Libérez les otages…

Casablanca, Rabat, Tanger, Fès, Agadir…, on ne compte plus le nombre de fois où les grandes villes ont défrayé l’actualité qui pour une session de conseil aux allures d’un ring, qui pour des projets vitaux bloqués à  cause de luttes entre élus et avec toujours un seul et même résultat.

des services municipaux de piètre qualité, des villes qui manquent cruellement d’équipements publics, des communes budgétivores qui consomment la dotation de l’Etat à payer des salaires, des projets de développement en panne non pas faute de fonds mais à cause des guéguerres entre politiciens…Bref des villes entières prises en otage.

Pourtant, il y a quelques années, on nous avait bien présenté la nouvelle Charte communale comme étant LA solution à tous les maux de nos métropoles. Sur le papier, en effet, le texte n’a rien à envier à ce qui se fait ailleurs, là où la gestion locale a réussi. Mais sur le terrain, l’application et l’utilisation que font nos élus de ce texte ont produit jusque-là des résultats inverses, voire catastrophiques. Doit-on rappeler que c’est suite à un coup de gueule royal, en octobre 2013, que les élus de Casablanca ont daigné enfin se mettre réellement au travail comme ils auraient dû le faire bien avant ? Et pour l’instant, on n’a pas encore vu du concret. Pour la ville de Rabat, autre exemple, ce sont bien les projets initiés et suivis personnellement par le Souverain, comme la vallée de Bouregreg, le tramway ou encore le nouveau musée, qui font avancer la capitale dont le Conseil est embourbé depuis des années dans des luttes intestines et partisanes interminables. Le schéma est dupliqué pratiquement dans toutes les grandes villes du pays : des élus qui passent leur temps à se faire la guerre pour des raisons de politique politicienne et partisane, quitte à bloquer des projets vitaux pour les citoyens-électeurs.

Que fera-t-on demain quand ce qui se passe aujourd’hui à l’échelle d’une ville s’étendra à toute une région ? Les élections de ce 4 septembre sont le premier pas du Maroc sur la voie d’une régionalisation avancée. Telle qu’elle est présentée dans les textes de lois, l’option de la régionalisation est très séduisante.
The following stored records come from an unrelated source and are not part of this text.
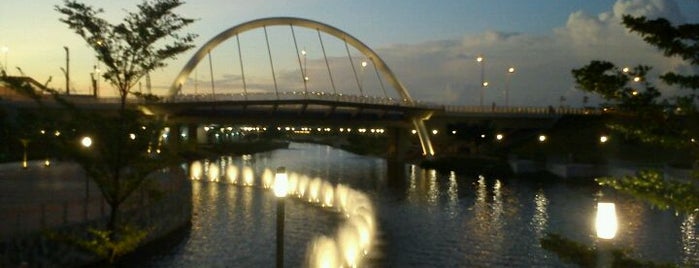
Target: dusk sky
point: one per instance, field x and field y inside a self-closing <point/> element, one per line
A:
<point x="430" y="45"/>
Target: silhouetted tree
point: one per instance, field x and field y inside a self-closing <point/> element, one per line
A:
<point x="127" y="145"/>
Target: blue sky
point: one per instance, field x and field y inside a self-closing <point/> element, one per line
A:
<point x="430" y="45"/>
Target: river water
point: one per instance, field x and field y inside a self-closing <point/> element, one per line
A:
<point x="425" y="219"/>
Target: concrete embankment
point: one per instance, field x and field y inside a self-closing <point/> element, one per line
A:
<point x="58" y="199"/>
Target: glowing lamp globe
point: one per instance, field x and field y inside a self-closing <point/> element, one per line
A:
<point x="606" y="221"/>
<point x="86" y="142"/>
<point x="281" y="182"/>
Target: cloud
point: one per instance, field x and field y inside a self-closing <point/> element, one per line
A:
<point x="446" y="71"/>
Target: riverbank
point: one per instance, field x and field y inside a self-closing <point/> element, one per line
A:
<point x="45" y="207"/>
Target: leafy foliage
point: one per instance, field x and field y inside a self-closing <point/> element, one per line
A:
<point x="652" y="187"/>
<point x="639" y="113"/>
<point x="103" y="243"/>
<point x="133" y="48"/>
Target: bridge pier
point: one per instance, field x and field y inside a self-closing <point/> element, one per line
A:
<point x="399" y="144"/>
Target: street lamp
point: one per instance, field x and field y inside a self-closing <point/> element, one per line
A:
<point x="606" y="226"/>
<point x="25" y="143"/>
<point x="95" y="80"/>
<point x="481" y="61"/>
<point x="86" y="142"/>
<point x="606" y="221"/>
<point x="4" y="50"/>
<point x="281" y="182"/>
<point x="509" y="73"/>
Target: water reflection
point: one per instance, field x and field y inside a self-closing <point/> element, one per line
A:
<point x="426" y="219"/>
<point x="346" y="248"/>
<point x="690" y="242"/>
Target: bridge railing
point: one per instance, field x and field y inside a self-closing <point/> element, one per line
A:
<point x="521" y="110"/>
<point x="293" y="95"/>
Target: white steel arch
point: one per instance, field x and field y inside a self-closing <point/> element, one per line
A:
<point x="279" y="21"/>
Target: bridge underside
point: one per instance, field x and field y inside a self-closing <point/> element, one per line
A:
<point x="291" y="112"/>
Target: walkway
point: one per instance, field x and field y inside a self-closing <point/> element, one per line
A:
<point x="41" y="197"/>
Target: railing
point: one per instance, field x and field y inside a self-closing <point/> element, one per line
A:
<point x="293" y="95"/>
<point x="325" y="96"/>
<point x="522" y="110"/>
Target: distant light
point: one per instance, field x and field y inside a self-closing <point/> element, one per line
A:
<point x="86" y="142"/>
<point x="281" y="182"/>
<point x="606" y="221"/>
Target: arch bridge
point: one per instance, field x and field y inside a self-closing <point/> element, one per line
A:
<point x="337" y="92"/>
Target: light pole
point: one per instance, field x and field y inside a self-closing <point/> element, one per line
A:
<point x="4" y="50"/>
<point x="67" y="71"/>
<point x="280" y="188"/>
<point x="86" y="142"/>
<point x="509" y="73"/>
<point x="25" y="144"/>
<point x="481" y="61"/>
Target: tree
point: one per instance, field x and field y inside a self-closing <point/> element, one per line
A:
<point x="127" y="145"/>
<point x="642" y="114"/>
<point x="133" y="48"/>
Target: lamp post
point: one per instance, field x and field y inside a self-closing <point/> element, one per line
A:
<point x="4" y="50"/>
<point x="86" y="142"/>
<point x="25" y="143"/>
<point x="606" y="226"/>
<point x="95" y="80"/>
<point x="280" y="188"/>
<point x="509" y="73"/>
<point x="67" y="71"/>
<point x="481" y="61"/>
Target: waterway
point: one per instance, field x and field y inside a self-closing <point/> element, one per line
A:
<point x="425" y="219"/>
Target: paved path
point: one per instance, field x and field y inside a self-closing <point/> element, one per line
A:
<point x="41" y="196"/>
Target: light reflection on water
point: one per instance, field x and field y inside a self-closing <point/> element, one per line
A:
<point x="427" y="220"/>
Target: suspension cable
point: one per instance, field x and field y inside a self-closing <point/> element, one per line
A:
<point x="327" y="64"/>
<point x="242" y="70"/>
<point x="211" y="72"/>
<point x="303" y="71"/>
<point x="354" y="70"/>
<point x="271" y="64"/>
<point x="378" y="76"/>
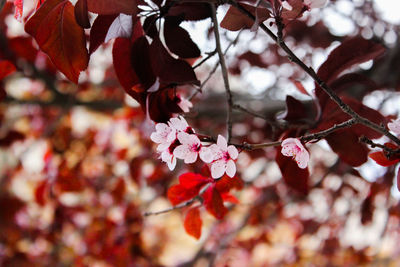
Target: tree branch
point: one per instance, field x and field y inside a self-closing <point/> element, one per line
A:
<point x="310" y="71"/>
<point x="224" y="71"/>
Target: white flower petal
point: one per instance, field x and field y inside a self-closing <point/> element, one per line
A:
<point x="218" y="168"/>
<point x="302" y="159"/>
<point x="221" y="142"/>
<point x="191" y="157"/>
<point x="206" y="154"/>
<point x="394" y="126"/>
<point x="232" y="151"/>
<point x="230" y="168"/>
<point x="181" y="151"/>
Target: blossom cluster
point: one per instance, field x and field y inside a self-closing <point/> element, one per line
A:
<point x="177" y="140"/>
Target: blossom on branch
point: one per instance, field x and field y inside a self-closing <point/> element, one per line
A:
<point x="223" y="158"/>
<point x="394" y="126"/>
<point x="191" y="147"/>
<point x="292" y="147"/>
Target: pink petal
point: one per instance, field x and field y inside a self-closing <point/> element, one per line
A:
<point x="230" y="168"/>
<point x="206" y="154"/>
<point x="179" y="123"/>
<point x="302" y="159"/>
<point x="191" y="157"/>
<point x="394" y="126"/>
<point x="218" y="168"/>
<point x="221" y="142"/>
<point x="232" y="151"/>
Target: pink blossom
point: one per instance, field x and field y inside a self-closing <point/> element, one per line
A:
<point x="292" y="147"/>
<point x="168" y="157"/>
<point x="191" y="147"/>
<point x="223" y="158"/>
<point x="394" y="126"/>
<point x="185" y="104"/>
<point x="315" y="3"/>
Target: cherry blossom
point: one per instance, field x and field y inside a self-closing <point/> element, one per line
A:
<point x="394" y="126"/>
<point x="191" y="147"/>
<point x="292" y="147"/>
<point x="223" y="158"/>
<point x="164" y="136"/>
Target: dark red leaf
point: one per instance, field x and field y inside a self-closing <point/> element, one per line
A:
<point x="294" y="177"/>
<point x="178" y="39"/>
<point x="99" y="31"/>
<point x="53" y="26"/>
<point x="163" y="104"/>
<point x="107" y="7"/>
<point x="169" y="69"/>
<point x="193" y="223"/>
<point x="295" y="109"/>
<point x="119" y="190"/>
<point x="214" y="203"/>
<point x="10" y="138"/>
<point x="353" y="51"/>
<point x="367" y="210"/>
<point x="6" y="68"/>
<point x="345" y="143"/>
<point x="122" y="54"/>
<point x="225" y="184"/>
<point x="227" y="197"/>
<point x="235" y="20"/>
<point x="41" y="193"/>
<point x="81" y="14"/>
<point x="398" y="179"/>
<point x="380" y="158"/>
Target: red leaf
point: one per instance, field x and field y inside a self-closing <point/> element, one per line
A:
<point x="225" y="184"/>
<point x="227" y="197"/>
<point x="190" y="180"/>
<point x="178" y="194"/>
<point x="122" y="53"/>
<point x="169" y="69"/>
<point x="380" y="158"/>
<point x="193" y="223"/>
<point x="235" y="20"/>
<point x="107" y="7"/>
<point x="58" y="35"/>
<point x="294" y="177"/>
<point x="352" y="51"/>
<point x="81" y="14"/>
<point x="41" y="193"/>
<point x="295" y="109"/>
<point x="10" y="138"/>
<point x="178" y="39"/>
<point x="214" y="203"/>
<point x="6" y="68"/>
<point x="99" y="31"/>
<point x="345" y="143"/>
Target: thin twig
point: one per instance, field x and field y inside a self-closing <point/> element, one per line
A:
<point x="224" y="70"/>
<point x="179" y="206"/>
<point x="306" y="138"/>
<point x="310" y="71"/>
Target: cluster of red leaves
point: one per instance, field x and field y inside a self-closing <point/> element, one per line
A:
<point x="216" y="192"/>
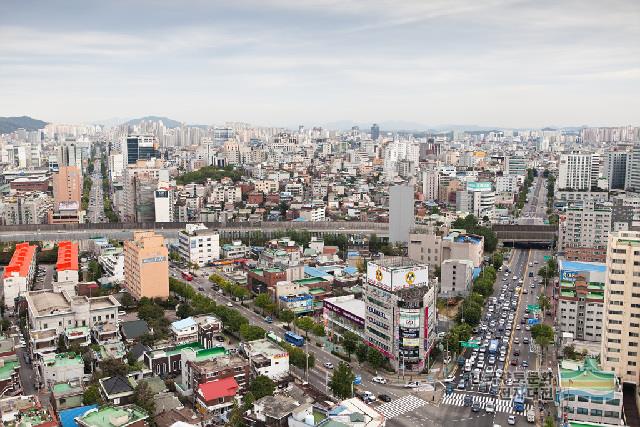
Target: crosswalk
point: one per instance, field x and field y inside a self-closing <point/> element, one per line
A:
<point x="400" y="406"/>
<point x="501" y="405"/>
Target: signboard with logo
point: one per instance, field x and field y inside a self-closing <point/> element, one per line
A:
<point x="410" y="277"/>
<point x="568" y="275"/>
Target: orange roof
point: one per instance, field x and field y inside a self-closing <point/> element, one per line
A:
<point x="224" y="387"/>
<point x="67" y="256"/>
<point x="20" y="261"/>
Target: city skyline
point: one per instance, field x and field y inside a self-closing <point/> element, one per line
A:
<point x="508" y="64"/>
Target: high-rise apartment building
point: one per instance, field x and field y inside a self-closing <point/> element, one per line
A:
<point x="67" y="186"/>
<point x="574" y="171"/>
<point x="583" y="231"/>
<point x="141" y="147"/>
<point x="616" y="164"/>
<point x="146" y="265"/>
<point x="400" y="312"/>
<point x="621" y="337"/>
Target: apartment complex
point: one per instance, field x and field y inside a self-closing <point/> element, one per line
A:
<point x="583" y="231"/>
<point x="621" y="337"/>
<point x="400" y="311"/>
<point x="18" y="275"/>
<point x="199" y="245"/>
<point x="146" y="267"/>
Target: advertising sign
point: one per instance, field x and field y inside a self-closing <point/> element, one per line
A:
<point x="378" y="276"/>
<point x="568" y="275"/>
<point x="409" y="277"/>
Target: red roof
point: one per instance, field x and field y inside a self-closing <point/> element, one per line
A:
<point x="20" y="261"/>
<point x="224" y="387"/>
<point x="67" y="256"/>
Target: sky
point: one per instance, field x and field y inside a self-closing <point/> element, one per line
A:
<point x="506" y="63"/>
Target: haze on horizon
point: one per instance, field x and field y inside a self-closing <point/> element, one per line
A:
<point x="509" y="63"/>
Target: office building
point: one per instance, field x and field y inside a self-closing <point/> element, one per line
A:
<point x="146" y="267"/>
<point x="400" y="312"/>
<point x="580" y="307"/>
<point x="67" y="263"/>
<point x="401" y="215"/>
<point x="19" y="274"/>
<point x="574" y="172"/>
<point x="199" y="245"/>
<point x="583" y="231"/>
<point x="375" y="131"/>
<point x="141" y="147"/>
<point x="67" y="185"/>
<point x="621" y="328"/>
<point x="515" y="165"/>
<point x="616" y="169"/>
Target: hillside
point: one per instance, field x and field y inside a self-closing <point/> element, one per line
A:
<point x="167" y="121"/>
<point x="10" y="124"/>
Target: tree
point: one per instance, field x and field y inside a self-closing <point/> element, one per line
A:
<point x="251" y="332"/>
<point x="287" y="316"/>
<point x="341" y="383"/>
<point x="375" y="358"/>
<point x="362" y="352"/>
<point x="305" y="323"/>
<point x="262" y="386"/>
<point x="350" y="342"/>
<point x="261" y="301"/>
<point x="143" y="397"/>
<point x="91" y="395"/>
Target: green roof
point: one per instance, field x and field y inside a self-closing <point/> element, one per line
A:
<point x="7" y="369"/>
<point x="104" y="416"/>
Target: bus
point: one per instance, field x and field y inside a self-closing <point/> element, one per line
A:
<point x="518" y="401"/>
<point x="293" y="338"/>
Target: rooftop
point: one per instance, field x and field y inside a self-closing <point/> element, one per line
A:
<point x="67" y="256"/>
<point x="110" y="416"/>
<point x="20" y="261"/>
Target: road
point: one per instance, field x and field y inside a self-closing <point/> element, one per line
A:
<point x="95" y="211"/>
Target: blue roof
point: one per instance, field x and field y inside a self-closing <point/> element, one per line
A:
<point x="314" y="272"/>
<point x="184" y="323"/>
<point x="67" y="417"/>
<point x="582" y="266"/>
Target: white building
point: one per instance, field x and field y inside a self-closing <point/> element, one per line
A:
<point x="199" y="245"/>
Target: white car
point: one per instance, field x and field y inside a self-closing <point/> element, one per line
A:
<point x="379" y="380"/>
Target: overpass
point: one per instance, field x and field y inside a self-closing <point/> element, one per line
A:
<point x="124" y="231"/>
<point x="521" y="235"/>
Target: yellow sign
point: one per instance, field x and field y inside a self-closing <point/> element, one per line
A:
<point x="410" y="277"/>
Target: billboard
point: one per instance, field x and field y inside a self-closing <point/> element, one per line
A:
<point x="568" y="275"/>
<point x="378" y="276"/>
<point x="416" y="276"/>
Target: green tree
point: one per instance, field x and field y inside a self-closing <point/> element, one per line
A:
<point x="287" y="316"/>
<point x="341" y="383"/>
<point x="261" y="301"/>
<point x="362" y="352"/>
<point x="375" y="358"/>
<point x="143" y="397"/>
<point x="91" y="395"/>
<point x="262" y="386"/>
<point x="350" y="342"/>
<point x="305" y="323"/>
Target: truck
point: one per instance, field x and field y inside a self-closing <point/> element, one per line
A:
<point x="493" y="346"/>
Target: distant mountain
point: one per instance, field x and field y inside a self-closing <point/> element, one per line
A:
<point x="167" y="121"/>
<point x="10" y="124"/>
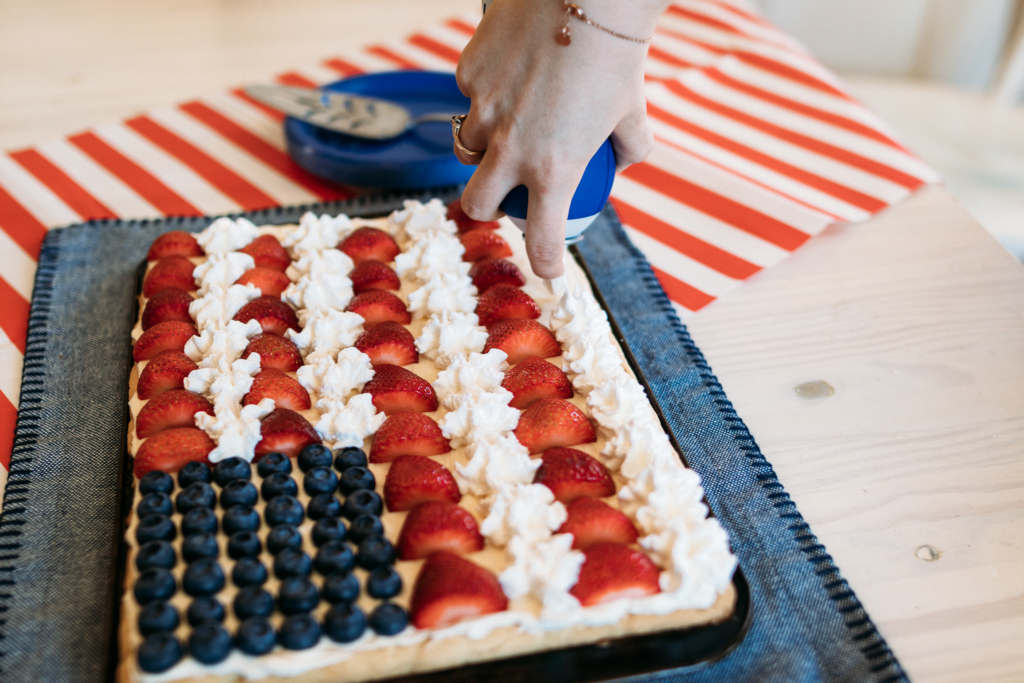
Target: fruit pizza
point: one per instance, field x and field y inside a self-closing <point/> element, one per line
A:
<point x="369" y="449"/>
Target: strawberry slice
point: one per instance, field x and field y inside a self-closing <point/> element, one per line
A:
<point x="395" y="389"/>
<point x="571" y="474"/>
<point x="274" y="351"/>
<point x="175" y="243"/>
<point x="370" y="244"/>
<point x="167" y="371"/>
<point x="438" y="525"/>
<point x="377" y="306"/>
<point x="388" y="342"/>
<point x="274" y="315"/>
<point x="521" y="338"/>
<point x="169" y="336"/>
<point x="369" y="275"/>
<point x="611" y="571"/>
<point x="535" y="379"/>
<point x="171" y="450"/>
<point x="408" y="434"/>
<point x="168" y="304"/>
<point x="451" y="589"/>
<point x="285" y="431"/>
<point x="169" y="271"/>
<point x="267" y="253"/>
<point x="267" y="281"/>
<point x="489" y="271"/>
<point x="176" y="408"/>
<point x="483" y="244"/>
<point x="505" y="301"/>
<point x="592" y="521"/>
<point x="467" y="224"/>
<point x="415" y="479"/>
<point x="286" y="391"/>
<point x="552" y="423"/>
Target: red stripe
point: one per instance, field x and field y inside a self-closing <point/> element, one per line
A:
<point x="20" y="225"/>
<point x="263" y="151"/>
<point x="390" y="55"/>
<point x="72" y="194"/>
<point x="810" y="143"/>
<point x="152" y="189"/>
<point x="434" y="47"/>
<point x="686" y="295"/>
<point x="672" y="237"/>
<point x="715" y="205"/>
<point x="848" y="195"/>
<point x="14" y="318"/>
<point x="243" y="193"/>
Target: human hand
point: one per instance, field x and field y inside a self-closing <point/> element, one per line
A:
<point x="540" y="110"/>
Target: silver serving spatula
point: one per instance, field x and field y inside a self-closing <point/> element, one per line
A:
<point x="358" y="116"/>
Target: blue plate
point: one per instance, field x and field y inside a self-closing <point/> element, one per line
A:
<point x="420" y="158"/>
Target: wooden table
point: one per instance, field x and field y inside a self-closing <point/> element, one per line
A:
<point x="911" y="473"/>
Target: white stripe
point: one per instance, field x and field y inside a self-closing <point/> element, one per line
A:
<point x="178" y="177"/>
<point x="700" y="225"/>
<point x="107" y="187"/>
<point x="278" y="186"/>
<point x="34" y="196"/>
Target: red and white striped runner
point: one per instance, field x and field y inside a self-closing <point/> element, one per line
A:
<point x="759" y="147"/>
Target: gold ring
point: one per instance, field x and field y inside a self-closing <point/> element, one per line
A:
<point x="457" y="122"/>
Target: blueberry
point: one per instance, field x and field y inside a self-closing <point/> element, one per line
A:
<point x="199" y="520"/>
<point x="158" y="616"/>
<point x="320" y="480"/>
<point x="241" y="518"/>
<point x="383" y="583"/>
<point x="159" y="652"/>
<point x="197" y="495"/>
<point x="198" y="546"/>
<point x="193" y="472"/>
<point x="282" y="537"/>
<point x="203" y="577"/>
<point x="249" y="571"/>
<point x="276" y="484"/>
<point x="253" y="601"/>
<point x="349" y="457"/>
<point x="244" y="544"/>
<point x="155" y="527"/>
<point x="375" y="551"/>
<point x="344" y="623"/>
<point x="296" y="595"/>
<point x="155" y="504"/>
<point x="239" y="492"/>
<point x="328" y="528"/>
<point x="156" y="554"/>
<point x="364" y="502"/>
<point x="299" y="632"/>
<point x="156" y="481"/>
<point x="355" y="478"/>
<point x="388" y="619"/>
<point x="291" y="562"/>
<point x="210" y="643"/>
<point x="154" y="584"/>
<point x="335" y="556"/>
<point x="312" y="456"/>
<point x="341" y="587"/>
<point x="205" y="609"/>
<point x="255" y="636"/>
<point x="284" y="510"/>
<point x="365" y="526"/>
<point x="231" y="470"/>
<point x="273" y="462"/>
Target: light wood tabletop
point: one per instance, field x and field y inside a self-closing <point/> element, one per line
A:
<point x="910" y="471"/>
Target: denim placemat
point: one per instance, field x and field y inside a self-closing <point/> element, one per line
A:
<point x="58" y="557"/>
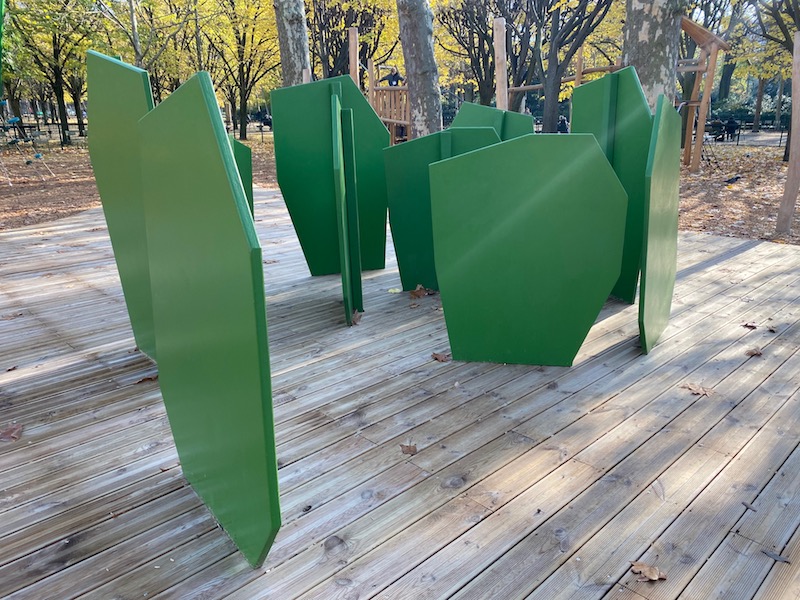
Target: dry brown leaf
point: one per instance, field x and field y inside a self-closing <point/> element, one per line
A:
<point x="410" y="449"/>
<point x="698" y="390"/>
<point x="11" y="433"/>
<point x="647" y="572"/>
<point x="777" y="557"/>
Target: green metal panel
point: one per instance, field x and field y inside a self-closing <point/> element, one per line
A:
<point x="244" y="164"/>
<point x="119" y="95"/>
<point x="507" y="124"/>
<point x="661" y="225"/>
<point x="210" y="316"/>
<point x="302" y="126"/>
<point x="615" y="110"/>
<point x="527" y="249"/>
<point x="408" y="185"/>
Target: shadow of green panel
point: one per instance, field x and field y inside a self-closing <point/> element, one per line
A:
<point x="304" y="162"/>
<point x="659" y="259"/>
<point x="120" y="95"/>
<point x="408" y="186"/>
<point x="210" y="316"/>
<point x="615" y="110"/>
<point x="507" y="124"/>
<point x="528" y="237"/>
<point x="244" y="165"/>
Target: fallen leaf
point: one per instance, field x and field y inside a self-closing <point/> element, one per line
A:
<point x="776" y="557"/>
<point x="410" y="449"/>
<point x="698" y="390"/>
<point x="11" y="433"/>
<point x="647" y="572"/>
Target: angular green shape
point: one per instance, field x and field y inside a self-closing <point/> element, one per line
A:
<point x="244" y="164"/>
<point x="615" y="110"/>
<point x="506" y="123"/>
<point x="119" y="95"/>
<point x="304" y="161"/>
<point x="408" y="186"/>
<point x="210" y="316"/>
<point x="528" y="236"/>
<point x="660" y="255"/>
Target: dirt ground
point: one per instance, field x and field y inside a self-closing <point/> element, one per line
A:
<point x="713" y="200"/>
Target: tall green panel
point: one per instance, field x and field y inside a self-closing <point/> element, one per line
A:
<point x="408" y="185"/>
<point x="660" y="225"/>
<point x="119" y="95"/>
<point x="507" y="124"/>
<point x="527" y="249"/>
<point x="615" y="110"/>
<point x="244" y="165"/>
<point x="304" y="161"/>
<point x="210" y="316"/>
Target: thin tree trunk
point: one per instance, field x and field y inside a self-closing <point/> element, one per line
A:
<point x="416" y="32"/>
<point x="652" y="43"/>
<point x="290" y="16"/>
<point x="759" y="104"/>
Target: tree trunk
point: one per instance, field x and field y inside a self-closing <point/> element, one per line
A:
<point x="416" y="33"/>
<point x="759" y="103"/>
<point x="290" y="16"/>
<point x="651" y="44"/>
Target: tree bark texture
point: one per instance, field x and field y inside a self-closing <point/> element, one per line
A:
<point x="290" y="16"/>
<point x="416" y="35"/>
<point x="652" y="43"/>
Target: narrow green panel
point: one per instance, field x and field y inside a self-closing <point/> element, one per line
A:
<point x="615" y="110"/>
<point x="351" y="205"/>
<point x="210" y="315"/>
<point x="302" y="126"/>
<point x="661" y="225"/>
<point x="507" y="124"/>
<point x="244" y="164"/>
<point x="526" y="252"/>
<point x="408" y="182"/>
<point x="119" y="95"/>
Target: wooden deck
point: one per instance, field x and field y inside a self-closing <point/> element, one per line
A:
<point x="529" y="482"/>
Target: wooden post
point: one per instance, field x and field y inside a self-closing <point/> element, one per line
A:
<point x="352" y="38"/>
<point x="786" y="210"/>
<point x="703" y="112"/>
<point x="500" y="63"/>
<point x="691" y="110"/>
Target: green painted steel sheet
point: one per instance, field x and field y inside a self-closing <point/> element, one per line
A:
<point x="119" y="95"/>
<point x="210" y="316"/>
<point x="615" y="110"/>
<point x="659" y="260"/>
<point x="527" y="247"/>
<point x="507" y="124"/>
<point x="303" y="158"/>
<point x="408" y="186"/>
<point x="244" y="164"/>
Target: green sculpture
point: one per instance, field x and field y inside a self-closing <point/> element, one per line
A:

Mais comme pour la charte communale, quand les élus vont s’en emparer, il n’est pas impossible qu’ils en fassent un usage pervers. On peut imaginer ce que cela peut donner, par exemple, pour une région aussi névralgique pour le pays regroupant à la fois Casablanca, Mohammédia, El-Jadida et Settat et qui se retrouverait paralysée à cause de querelles entre élus. A moins que, cette fois-ci, nos politiques ne fassent réellement leur révolution. Le Souverain a en tout cas été on ne peut plus clair à ce sujet lors de son dernier discours du 20 Août où il a sommé les partis et les candidats à cesser de mener les Marocains en bateau…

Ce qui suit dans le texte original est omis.